# `tweetharvest`: Example Analysis

This is an example notebook demonstrating how to establish a connection to a database of tweets collected using [`tweetharvest`](https://github.com/ggData/tweetharvest). It presupposes that all [the setup instructions](https://github.com/ggData/tweetharvest/blob/master/README.md) have been completed (see README file for that repository) and that MongoDB server is running as described there. We start by importing core packages the [PyMongo package](http://api.mongodb.org/python/current/index.html), the official package to access MongoDB databases.

In [1]:
import pymongo

Next we establish a link with the database. We know that the database created by `tweetharvester` is called `tweets_db` and within it is a collection of tweets that goes by the name of the project, in this example: `emotweets`.

In [2]:
db = pymongo.MongoClient().tweets_db
coll = db.emotweets
coll

Collection(Database(MongoClient('localhost', 27017), u'tweets_db'), u'emotweets')

We now have an object, `coll`, that offers full access to the MongoDB API where we can analyse the data in the collected tweets. For instance, in our small example collection, we can count the number of tweets:

In [3]:
coll.count()

1091

Or we can count the number of tweets that are geolocated with a field containing the latitude and longitude of the user when they sent the tweet. We construct a MongoDB query that looks for a non-empty field called `coordinates`.

In [4]:
query = {'coordinates': {'$ne': None}}
coll.find(query).count()

33

Or how many tweets had the hashtag `#happy` in them?

In [5]:
query = {'hashtags': {'$in': ['happy']}}
coll.find(query).count()

501

## Pre-requisites for Analysis

In order to perform these analyses there are a few things one needs to know:

1. At the risk of stating the obvious: how to code in [Python](http://www.python.org) (there is also [an excellent tutorial](https://docs.python.org/2/tutorial/)). Please note that the current version of `tweetharvest` uses Python 2.7, and not Python 3.
2. How to perform mongoDB queries, including aggregation, counting, grouping of subsets of data. There is a most effective short introduction ([The Little Book on MongoDB](http://openmymind.net/mongodb.pdf) by Karl Seguin), as well as [extremely rich documentation](http://docs.mongodb.org/manual/reference/) on the parent website.
3. [How to use PyMongo](http://api.mongodb.org/python/current/) to interface with the MongoDB API.
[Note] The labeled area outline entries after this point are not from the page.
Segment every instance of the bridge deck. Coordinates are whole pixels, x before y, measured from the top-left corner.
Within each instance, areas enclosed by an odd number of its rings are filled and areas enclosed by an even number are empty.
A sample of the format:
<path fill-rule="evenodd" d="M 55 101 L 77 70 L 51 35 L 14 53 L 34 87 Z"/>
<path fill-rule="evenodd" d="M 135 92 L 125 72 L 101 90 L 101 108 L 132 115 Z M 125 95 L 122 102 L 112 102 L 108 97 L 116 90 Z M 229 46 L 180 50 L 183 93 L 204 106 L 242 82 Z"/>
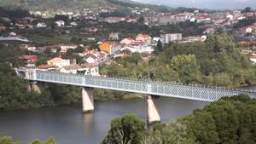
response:
<path fill-rule="evenodd" d="M 230 90 L 216 88 L 179 85 L 177 84 L 166 84 L 161 82 L 145 82 L 121 78 L 74 75 L 35 69 L 26 69 L 22 71 L 26 71 L 29 73 L 24 78 L 27 80 L 100 88 L 203 101 L 214 101 L 224 96 L 232 96 L 241 94 L 245 94 L 253 98 L 256 96 L 256 92 L 245 90 Z"/>

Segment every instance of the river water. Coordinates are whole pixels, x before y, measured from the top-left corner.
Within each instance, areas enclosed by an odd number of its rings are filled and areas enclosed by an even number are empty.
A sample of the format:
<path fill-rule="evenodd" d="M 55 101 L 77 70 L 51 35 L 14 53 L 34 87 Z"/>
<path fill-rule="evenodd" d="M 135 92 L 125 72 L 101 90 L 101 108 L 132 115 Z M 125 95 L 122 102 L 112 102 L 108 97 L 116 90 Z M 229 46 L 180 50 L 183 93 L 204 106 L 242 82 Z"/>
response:
<path fill-rule="evenodd" d="M 158 100 L 163 123 L 192 113 L 207 102 L 160 98 Z M 146 101 L 96 101 L 96 111 L 82 114 L 81 104 L 67 107 L 0 112 L 0 136 L 13 136 L 22 144 L 35 138 L 54 136 L 61 144 L 99 144 L 110 128 L 111 119 L 125 113 L 136 113 L 145 119 Z"/>

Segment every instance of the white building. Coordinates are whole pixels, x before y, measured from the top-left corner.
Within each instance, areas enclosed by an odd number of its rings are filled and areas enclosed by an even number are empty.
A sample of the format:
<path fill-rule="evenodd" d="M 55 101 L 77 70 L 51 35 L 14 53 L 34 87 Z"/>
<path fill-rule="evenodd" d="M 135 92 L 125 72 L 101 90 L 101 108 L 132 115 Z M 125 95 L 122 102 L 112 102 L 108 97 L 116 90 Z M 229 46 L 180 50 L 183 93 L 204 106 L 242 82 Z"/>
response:
<path fill-rule="evenodd" d="M 65 22 L 63 20 L 55 21 L 55 25 L 59 27 L 62 27 L 65 26 Z"/>
<path fill-rule="evenodd" d="M 165 44 L 170 43 L 171 42 L 181 41 L 183 39 L 182 33 L 166 33 L 160 35 L 161 42 Z"/>
<path fill-rule="evenodd" d="M 73 64 L 61 67 L 60 72 L 63 73 L 100 76 L 99 66 L 97 64 Z"/>
<path fill-rule="evenodd" d="M 44 22 L 39 22 L 39 23 L 37 24 L 37 27 L 38 27 L 38 28 L 44 28 L 44 27 L 46 27 L 46 26 L 47 26 L 47 25 Z"/>
<path fill-rule="evenodd" d="M 234 15 L 232 15 L 232 14 L 227 14 L 226 15 L 226 19 L 232 20 L 234 20 Z"/>
<path fill-rule="evenodd" d="M 63 67 L 70 65 L 70 60 L 65 60 L 60 57 L 56 57 L 48 60 L 47 64 L 57 67 Z"/>
<path fill-rule="evenodd" d="M 154 51 L 154 48 L 148 45 L 126 45 L 120 49 L 123 50 L 129 50 L 131 53 L 149 53 L 151 54 Z"/>
<path fill-rule="evenodd" d="M 61 45 L 61 53 L 67 53 L 68 49 L 75 49 L 79 46 L 76 44 L 67 44 L 67 45 Z"/>

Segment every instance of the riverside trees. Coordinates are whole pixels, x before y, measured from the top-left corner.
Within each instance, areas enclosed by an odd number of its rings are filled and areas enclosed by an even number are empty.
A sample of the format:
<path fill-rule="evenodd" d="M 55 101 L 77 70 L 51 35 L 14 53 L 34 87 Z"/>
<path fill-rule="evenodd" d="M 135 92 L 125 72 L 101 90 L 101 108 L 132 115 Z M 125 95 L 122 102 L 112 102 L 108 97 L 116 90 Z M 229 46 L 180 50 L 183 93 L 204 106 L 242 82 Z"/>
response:
<path fill-rule="evenodd" d="M 102 144 L 125 143 L 125 140 L 139 140 L 139 144 L 255 144 L 255 99 L 247 95 L 223 98 L 174 123 L 156 124 L 149 132 L 143 129 L 142 120 L 125 115 L 113 120 Z M 119 140 L 116 135 L 131 130 L 135 130 L 137 137 L 125 135 Z"/>

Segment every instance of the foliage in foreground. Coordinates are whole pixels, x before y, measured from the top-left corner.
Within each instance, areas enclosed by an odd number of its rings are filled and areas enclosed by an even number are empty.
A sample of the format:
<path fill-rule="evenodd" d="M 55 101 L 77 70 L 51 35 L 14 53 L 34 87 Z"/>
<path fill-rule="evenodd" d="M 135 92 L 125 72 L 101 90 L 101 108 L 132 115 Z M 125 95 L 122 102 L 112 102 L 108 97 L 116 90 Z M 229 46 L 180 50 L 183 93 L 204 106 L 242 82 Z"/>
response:
<path fill-rule="evenodd" d="M 12 137 L 3 136 L 0 137 L 0 144 L 20 144 L 20 141 L 15 141 Z M 44 142 L 42 142 L 40 140 L 36 139 L 29 144 L 57 144 L 55 140 L 53 137 L 49 138 Z"/>
<path fill-rule="evenodd" d="M 255 99 L 223 98 L 175 123 L 156 124 L 149 132 L 135 115 L 125 115 L 112 121 L 102 144 L 255 144 Z"/>

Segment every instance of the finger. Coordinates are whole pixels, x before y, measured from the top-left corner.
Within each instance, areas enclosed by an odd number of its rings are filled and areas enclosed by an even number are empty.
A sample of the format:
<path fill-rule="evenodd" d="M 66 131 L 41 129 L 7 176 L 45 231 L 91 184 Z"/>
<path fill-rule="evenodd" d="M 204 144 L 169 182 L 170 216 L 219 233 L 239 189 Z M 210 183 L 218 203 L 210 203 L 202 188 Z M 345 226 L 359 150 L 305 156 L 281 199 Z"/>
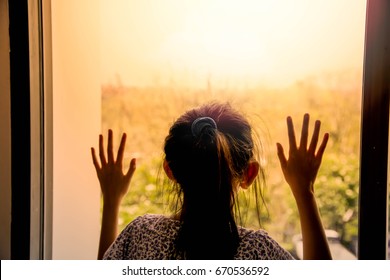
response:
<path fill-rule="evenodd" d="M 321 127 L 321 122 L 316 121 L 315 125 L 314 125 L 313 136 L 312 136 L 311 141 L 310 141 L 309 154 L 314 155 L 314 153 L 316 151 L 316 147 L 318 144 L 318 136 L 320 134 L 320 127 Z"/>
<path fill-rule="evenodd" d="M 287 131 L 288 131 L 288 140 L 290 143 L 290 153 L 297 149 L 297 142 L 295 140 L 294 125 L 291 117 L 287 117 Z"/>
<path fill-rule="evenodd" d="M 329 133 L 325 133 L 324 138 L 322 139 L 322 143 L 318 148 L 318 152 L 316 155 L 316 159 L 318 160 L 318 162 L 321 162 L 322 160 L 322 156 L 324 155 L 324 151 L 326 148 L 326 144 L 328 143 L 328 140 L 329 140 Z"/>
<path fill-rule="evenodd" d="M 307 148 L 307 138 L 309 135 L 309 114 L 305 114 L 303 116 L 303 124 L 301 131 L 301 142 L 299 144 L 299 148 L 306 151 Z"/>
<path fill-rule="evenodd" d="M 99 171 L 100 170 L 100 164 L 99 164 L 99 161 L 97 160 L 94 148 L 91 148 L 91 154 L 92 154 L 93 165 L 95 166 L 96 171 Z"/>
<path fill-rule="evenodd" d="M 106 156 L 104 155 L 103 135 L 99 135 L 99 157 L 102 165 L 107 164 Z"/>
<path fill-rule="evenodd" d="M 116 162 L 119 163 L 121 166 L 122 166 L 122 162 L 123 162 L 123 155 L 124 155 L 124 152 L 125 152 L 126 137 L 127 137 L 126 133 L 123 133 L 122 139 L 121 139 L 121 143 L 120 143 L 119 149 L 118 149 L 118 156 L 117 156 L 117 159 L 116 159 Z"/>
<path fill-rule="evenodd" d="M 136 169 L 137 169 L 137 161 L 135 158 L 133 158 L 130 161 L 129 170 L 126 173 L 127 180 L 131 180 Z"/>
<path fill-rule="evenodd" d="M 107 144 L 107 158 L 108 158 L 109 163 L 114 162 L 114 152 L 112 151 L 113 150 L 112 146 L 113 146 L 113 144 L 112 144 L 112 130 L 109 129 L 108 130 L 108 144 Z"/>
<path fill-rule="evenodd" d="M 286 156 L 284 155 L 283 147 L 280 143 L 276 143 L 276 148 L 278 151 L 278 158 L 279 158 L 280 165 L 282 166 L 282 168 L 284 168 L 287 166 L 287 159 Z"/>

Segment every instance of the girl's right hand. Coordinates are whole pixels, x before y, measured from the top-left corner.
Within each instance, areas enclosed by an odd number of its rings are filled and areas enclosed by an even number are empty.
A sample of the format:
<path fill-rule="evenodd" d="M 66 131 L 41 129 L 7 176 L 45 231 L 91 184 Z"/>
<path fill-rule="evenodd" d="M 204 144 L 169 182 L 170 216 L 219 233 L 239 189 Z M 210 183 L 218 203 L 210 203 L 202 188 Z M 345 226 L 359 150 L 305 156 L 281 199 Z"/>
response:
<path fill-rule="evenodd" d="M 287 118 L 287 130 L 289 138 L 289 157 L 286 158 L 283 147 L 277 143 L 278 157 L 287 183 L 290 185 L 297 202 L 305 200 L 308 195 L 314 194 L 314 181 L 321 165 L 329 134 L 325 133 L 321 145 L 317 150 L 321 122 L 317 120 L 314 126 L 313 136 L 308 144 L 309 114 L 303 118 L 300 144 L 297 146 L 294 125 L 291 117 Z"/>

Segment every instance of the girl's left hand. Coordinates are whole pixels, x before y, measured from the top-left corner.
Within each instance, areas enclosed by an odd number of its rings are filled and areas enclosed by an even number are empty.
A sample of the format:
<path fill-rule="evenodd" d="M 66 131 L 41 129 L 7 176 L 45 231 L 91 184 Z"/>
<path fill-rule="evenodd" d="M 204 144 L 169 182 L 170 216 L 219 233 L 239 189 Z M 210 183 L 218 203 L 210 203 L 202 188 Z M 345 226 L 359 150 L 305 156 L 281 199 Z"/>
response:
<path fill-rule="evenodd" d="M 116 159 L 113 153 L 112 130 L 108 130 L 107 158 L 104 153 L 103 135 L 99 135 L 99 158 L 95 154 L 95 149 L 91 148 L 93 165 L 99 179 L 100 188 L 105 203 L 118 205 L 122 198 L 127 194 L 131 178 L 136 169 L 135 158 L 131 159 L 129 169 L 123 172 L 123 155 L 126 144 L 126 134 L 123 133 L 119 145 Z"/>

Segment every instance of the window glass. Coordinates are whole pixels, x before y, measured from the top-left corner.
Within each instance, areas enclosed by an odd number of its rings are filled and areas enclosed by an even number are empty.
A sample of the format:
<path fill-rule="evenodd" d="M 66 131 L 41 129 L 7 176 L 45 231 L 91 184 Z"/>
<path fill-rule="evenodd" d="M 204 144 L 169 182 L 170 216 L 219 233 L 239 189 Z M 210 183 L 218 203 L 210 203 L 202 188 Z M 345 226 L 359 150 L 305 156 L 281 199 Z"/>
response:
<path fill-rule="evenodd" d="M 164 137 L 185 110 L 228 101 L 250 119 L 266 168 L 261 227 L 300 258 L 299 217 L 276 142 L 287 147 L 286 116 L 304 113 L 330 141 L 316 195 L 335 259 L 356 258 L 365 3 L 346 1 L 102 1 L 102 130 L 126 162 L 138 158 L 120 228 L 166 213 L 156 182 Z M 312 128 L 312 126 L 311 126 Z M 249 208 L 244 226 L 259 228 Z"/>

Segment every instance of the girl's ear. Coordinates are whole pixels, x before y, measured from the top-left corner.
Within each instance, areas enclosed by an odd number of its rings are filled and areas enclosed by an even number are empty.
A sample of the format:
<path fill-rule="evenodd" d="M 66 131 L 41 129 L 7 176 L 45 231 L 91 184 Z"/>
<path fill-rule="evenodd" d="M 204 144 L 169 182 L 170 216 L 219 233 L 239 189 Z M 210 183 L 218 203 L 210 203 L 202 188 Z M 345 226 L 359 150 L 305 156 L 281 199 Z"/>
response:
<path fill-rule="evenodd" d="M 165 174 L 167 174 L 168 178 L 172 181 L 176 181 L 175 177 L 173 177 L 172 170 L 169 168 L 168 162 L 164 159 L 163 163 Z"/>
<path fill-rule="evenodd" d="M 248 165 L 248 169 L 243 176 L 243 180 L 240 183 L 241 188 L 247 189 L 253 183 L 256 176 L 259 174 L 260 164 L 257 161 L 251 161 Z"/>

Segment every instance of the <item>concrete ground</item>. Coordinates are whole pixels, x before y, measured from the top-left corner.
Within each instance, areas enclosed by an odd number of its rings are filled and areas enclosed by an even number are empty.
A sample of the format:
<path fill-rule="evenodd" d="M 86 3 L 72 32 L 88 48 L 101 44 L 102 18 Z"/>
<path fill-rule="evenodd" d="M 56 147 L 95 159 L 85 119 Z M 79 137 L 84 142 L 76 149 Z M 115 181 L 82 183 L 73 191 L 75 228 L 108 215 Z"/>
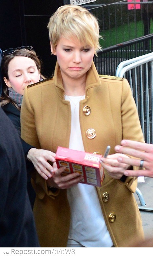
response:
<path fill-rule="evenodd" d="M 153 237 L 153 178 L 146 177 L 144 180 L 144 183 L 138 183 L 137 187 L 146 206 L 141 206 L 138 195 L 135 193 L 135 195 L 141 216 L 145 237 L 147 238 Z"/>

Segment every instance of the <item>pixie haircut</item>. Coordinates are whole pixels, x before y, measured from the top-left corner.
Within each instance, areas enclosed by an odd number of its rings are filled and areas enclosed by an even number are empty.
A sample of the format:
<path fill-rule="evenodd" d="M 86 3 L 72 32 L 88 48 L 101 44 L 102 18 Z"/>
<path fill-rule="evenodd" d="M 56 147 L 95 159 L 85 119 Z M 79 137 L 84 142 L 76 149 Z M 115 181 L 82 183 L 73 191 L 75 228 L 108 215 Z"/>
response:
<path fill-rule="evenodd" d="M 55 49 L 61 36 L 76 36 L 84 47 L 101 48 L 99 26 L 96 18 L 85 8 L 71 5 L 60 7 L 50 17 L 47 27 L 53 48 Z"/>

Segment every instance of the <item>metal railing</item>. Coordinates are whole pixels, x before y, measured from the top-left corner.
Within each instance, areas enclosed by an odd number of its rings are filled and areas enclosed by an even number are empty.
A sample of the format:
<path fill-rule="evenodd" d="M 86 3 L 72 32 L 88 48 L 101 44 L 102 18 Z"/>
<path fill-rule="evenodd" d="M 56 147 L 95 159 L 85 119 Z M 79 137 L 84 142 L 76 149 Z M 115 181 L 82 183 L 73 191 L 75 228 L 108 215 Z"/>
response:
<path fill-rule="evenodd" d="M 133 8 L 129 8 L 132 5 Z M 104 48 L 153 33 L 153 1 L 137 4 L 134 1 L 96 0 L 82 6 L 98 18 Z"/>
<path fill-rule="evenodd" d="M 131 88 L 145 141 L 153 141 L 153 52 L 124 61 L 116 75 L 126 78 Z"/>
<path fill-rule="evenodd" d="M 135 100 L 142 130 L 146 142 L 153 139 L 153 52 L 120 63 L 116 75 L 129 81 Z M 137 187 L 136 193 L 141 206 L 140 210 L 153 212 L 146 207 L 143 195 Z"/>
<path fill-rule="evenodd" d="M 115 76 L 121 62 L 153 51 L 153 34 L 105 48 L 94 61 L 99 74 Z"/>

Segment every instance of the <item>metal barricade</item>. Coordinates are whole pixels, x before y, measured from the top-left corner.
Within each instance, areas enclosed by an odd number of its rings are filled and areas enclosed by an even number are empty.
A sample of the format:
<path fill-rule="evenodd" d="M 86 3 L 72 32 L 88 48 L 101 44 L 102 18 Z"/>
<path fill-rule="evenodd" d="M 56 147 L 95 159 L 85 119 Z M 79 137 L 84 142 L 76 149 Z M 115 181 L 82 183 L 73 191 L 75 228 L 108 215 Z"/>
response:
<path fill-rule="evenodd" d="M 153 137 L 153 52 L 123 61 L 117 67 L 116 76 L 129 81 L 139 114 L 145 141 L 152 143 Z M 147 208 L 142 195 L 137 188 L 136 193 L 141 204 L 140 210 Z"/>
<path fill-rule="evenodd" d="M 145 142 L 153 141 L 153 52 L 125 61 L 117 67 L 116 76 L 129 81 Z M 130 63 L 130 64 L 129 64 Z"/>

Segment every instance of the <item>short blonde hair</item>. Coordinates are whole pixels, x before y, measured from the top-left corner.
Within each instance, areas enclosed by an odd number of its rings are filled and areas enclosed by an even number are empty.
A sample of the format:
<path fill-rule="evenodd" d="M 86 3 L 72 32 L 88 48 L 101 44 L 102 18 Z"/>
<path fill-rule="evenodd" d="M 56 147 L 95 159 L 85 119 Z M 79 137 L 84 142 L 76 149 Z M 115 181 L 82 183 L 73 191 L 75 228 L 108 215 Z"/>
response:
<path fill-rule="evenodd" d="M 81 6 L 61 6 L 50 17 L 47 27 L 54 49 L 61 36 L 67 38 L 76 36 L 84 47 L 94 47 L 95 53 L 101 48 L 98 21 L 88 10 Z"/>

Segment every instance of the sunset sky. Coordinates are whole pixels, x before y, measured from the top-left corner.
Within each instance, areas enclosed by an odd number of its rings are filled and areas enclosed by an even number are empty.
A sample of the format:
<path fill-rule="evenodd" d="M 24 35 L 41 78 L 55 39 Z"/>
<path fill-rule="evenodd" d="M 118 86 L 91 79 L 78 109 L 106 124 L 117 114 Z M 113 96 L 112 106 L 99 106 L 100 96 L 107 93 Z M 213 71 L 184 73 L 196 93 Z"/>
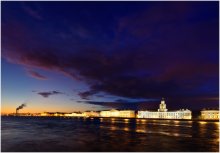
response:
<path fill-rule="evenodd" d="M 2 112 L 219 103 L 218 2 L 2 2 Z"/>

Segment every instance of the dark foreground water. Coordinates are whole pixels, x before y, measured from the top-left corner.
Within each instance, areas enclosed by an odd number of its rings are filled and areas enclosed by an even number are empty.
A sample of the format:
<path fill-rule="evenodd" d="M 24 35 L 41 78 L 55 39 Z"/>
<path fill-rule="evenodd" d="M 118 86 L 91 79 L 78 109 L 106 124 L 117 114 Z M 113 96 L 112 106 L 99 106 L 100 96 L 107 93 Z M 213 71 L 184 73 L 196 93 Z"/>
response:
<path fill-rule="evenodd" d="M 2 117 L 1 151 L 219 151 L 219 123 Z"/>

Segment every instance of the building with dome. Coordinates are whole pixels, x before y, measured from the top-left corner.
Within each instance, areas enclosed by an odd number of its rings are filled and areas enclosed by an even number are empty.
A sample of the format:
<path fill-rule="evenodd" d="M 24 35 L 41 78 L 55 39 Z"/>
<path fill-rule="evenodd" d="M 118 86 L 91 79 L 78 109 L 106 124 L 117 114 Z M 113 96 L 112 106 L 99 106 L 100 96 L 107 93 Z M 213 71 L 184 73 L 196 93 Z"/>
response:
<path fill-rule="evenodd" d="M 158 111 L 138 111 L 137 118 L 192 119 L 192 112 L 188 109 L 168 111 L 165 100 L 162 98 Z"/>

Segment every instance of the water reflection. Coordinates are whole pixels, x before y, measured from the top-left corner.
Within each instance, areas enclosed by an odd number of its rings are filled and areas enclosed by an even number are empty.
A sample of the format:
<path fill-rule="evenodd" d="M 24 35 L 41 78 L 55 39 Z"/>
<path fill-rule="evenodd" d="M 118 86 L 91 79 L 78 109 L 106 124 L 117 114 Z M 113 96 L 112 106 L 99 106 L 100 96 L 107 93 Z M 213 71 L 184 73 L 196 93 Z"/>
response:
<path fill-rule="evenodd" d="M 1 132 L 2 151 L 12 152 L 219 151 L 218 122 L 2 118 Z"/>

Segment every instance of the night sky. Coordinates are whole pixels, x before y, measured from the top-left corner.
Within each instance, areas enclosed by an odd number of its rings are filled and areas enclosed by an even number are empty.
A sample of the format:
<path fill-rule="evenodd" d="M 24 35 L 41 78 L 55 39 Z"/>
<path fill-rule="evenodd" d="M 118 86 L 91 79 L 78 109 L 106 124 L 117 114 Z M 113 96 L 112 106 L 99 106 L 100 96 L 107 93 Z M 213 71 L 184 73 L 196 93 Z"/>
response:
<path fill-rule="evenodd" d="M 218 2 L 2 2 L 2 112 L 219 105 Z"/>

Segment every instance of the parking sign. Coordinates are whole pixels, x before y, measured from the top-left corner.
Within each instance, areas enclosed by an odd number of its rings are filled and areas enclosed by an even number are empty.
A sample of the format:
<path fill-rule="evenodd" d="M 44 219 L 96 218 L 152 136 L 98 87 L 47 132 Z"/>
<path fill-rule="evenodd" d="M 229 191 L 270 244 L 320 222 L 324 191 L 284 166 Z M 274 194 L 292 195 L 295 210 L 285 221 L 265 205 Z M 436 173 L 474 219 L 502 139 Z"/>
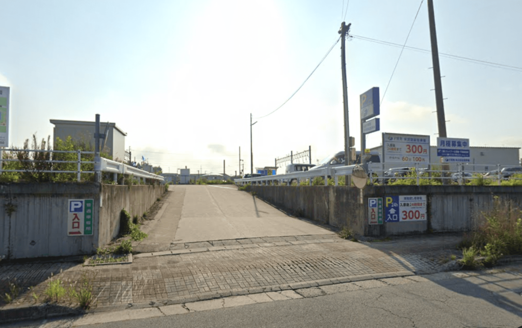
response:
<path fill-rule="evenodd" d="M 67 235 L 92 235 L 94 201 L 92 199 L 69 199 L 67 213 Z"/>

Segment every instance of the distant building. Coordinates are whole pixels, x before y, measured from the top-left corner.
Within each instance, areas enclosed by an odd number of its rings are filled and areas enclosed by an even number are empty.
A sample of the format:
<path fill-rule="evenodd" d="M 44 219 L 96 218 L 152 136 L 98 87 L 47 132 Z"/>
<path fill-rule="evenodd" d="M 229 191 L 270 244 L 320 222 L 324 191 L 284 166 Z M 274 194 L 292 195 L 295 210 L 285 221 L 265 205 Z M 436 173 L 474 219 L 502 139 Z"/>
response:
<path fill-rule="evenodd" d="M 94 148 L 94 122 L 61 119 L 51 119 L 50 122 L 54 125 L 53 140 L 55 141 L 56 138 L 65 140 L 67 137 L 70 136 L 73 140 L 85 142 Z M 105 131 L 107 123 L 101 123 L 100 125 L 100 133 L 102 133 Z M 115 161 L 124 161 L 125 136 L 127 133 L 116 126 L 115 123 L 109 123 L 106 134 L 105 148 L 102 151 L 108 153 Z"/>
<path fill-rule="evenodd" d="M 201 175 L 200 178 L 201 179 L 206 179 L 209 181 L 211 180 L 227 181 L 230 179 L 230 176 L 228 174 L 223 175 L 222 173 L 209 173 Z"/>

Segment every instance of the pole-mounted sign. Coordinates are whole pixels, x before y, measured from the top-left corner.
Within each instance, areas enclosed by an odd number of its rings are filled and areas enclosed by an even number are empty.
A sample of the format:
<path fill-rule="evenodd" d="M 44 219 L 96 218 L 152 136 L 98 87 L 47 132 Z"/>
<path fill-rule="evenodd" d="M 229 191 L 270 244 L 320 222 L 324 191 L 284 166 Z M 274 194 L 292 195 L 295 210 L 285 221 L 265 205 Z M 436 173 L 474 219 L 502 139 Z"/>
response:
<path fill-rule="evenodd" d="M 379 118 L 370 120 L 370 118 L 381 114 L 379 88 L 374 87 L 361 94 L 359 98 L 361 100 L 360 163 L 364 164 L 364 156 L 362 155 L 366 153 L 366 135 L 381 129 L 381 122 Z"/>
<path fill-rule="evenodd" d="M 9 88 L 0 87 L 0 147 L 9 145 Z"/>

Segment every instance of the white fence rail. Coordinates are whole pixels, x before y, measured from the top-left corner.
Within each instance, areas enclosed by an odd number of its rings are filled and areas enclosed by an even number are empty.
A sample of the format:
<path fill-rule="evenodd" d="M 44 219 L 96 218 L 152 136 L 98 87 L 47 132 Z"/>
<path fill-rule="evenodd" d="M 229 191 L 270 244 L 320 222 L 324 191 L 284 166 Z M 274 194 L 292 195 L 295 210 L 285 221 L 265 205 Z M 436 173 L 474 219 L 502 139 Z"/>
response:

Apart from these skills, one needs to know how each status is stored in the database. Here is an easy way to look at the data structure of one tweet.

In [6]:
coll.find_one()

{u'_id': 608980543552794624L,
 u'contributors': None,
 u'coordinates': None,
 u'created_at': datetime.datetime(2015, 6, 11, 12, 54, 10),
 u'entities': {u'hashtags': [{u'indices': [109, 113], u'text': u'sad'}],
  u'symbols': [],
  u'urls': [],
  u'user_mentions': [{u'id': 330185970,
    u'id_str': u'330185970',
    u'indices': [0, 10],
    u'name': u'Pause Pub',
    u'screen_name': u'pause_pub'}]},
 u'favorite_count': 0,
 u'favorited': False,
 u'geo': None,
 u'hashtags': [u'sad'],
 u'id_str': u'608980543552794624',
 u'in_reply_to_screen_name': u'pause_pub',
 u'in_reply_to_status_id': 608977999069872128L,
 u'in_reply_to_status_id_str': u'608977999069872128',
 u'in_reply_to_user_id': 330185970,
 u'in_reply_to_user_id_str': u'330185970',
 u'is_quote_status': False,
 u'lang': u'fr',
 u'metadata': {u'iso_language_code': u'fr', u'result_type': u'recent'},
 u'place': None,
 u'retweet_count': 0,
 u'retweeted': False,
 u'source': u'<a href="http://twitter.com/download/iphone" rel="nofollow">Twit

This JSON data structure is [documented on the Twitter API website](https://dev.twitter.com/overview/api/tweets) where each field is described in detail. It is recommended that this description is studied in order to understand how to construct valid queries.

`tweetharvest` is faithful to the core structure of the tweets as described in that documentation, but with minor differences created for convenience:

1. All date fields are stored as MongoDB `Date` objects and returned as Python `datetime` objects. This makes it easier to work on date ranges, sort by date, and do other date and time related manipulation.
2. A `hashtags` field is created for convenience. This contains a simple array of all the hashtags contained in a particular tweet and can be queried directly instead of looking for tags inside a dictionary, inside a list of other entities. It is included for ease of querying but may be ignored if one prefers.

## Next Steps

This notebook establishes how you can connect to the database of tweets that you have harvested and how you can use the power of Python and MongoDB to access and analyse your collections. Good luck!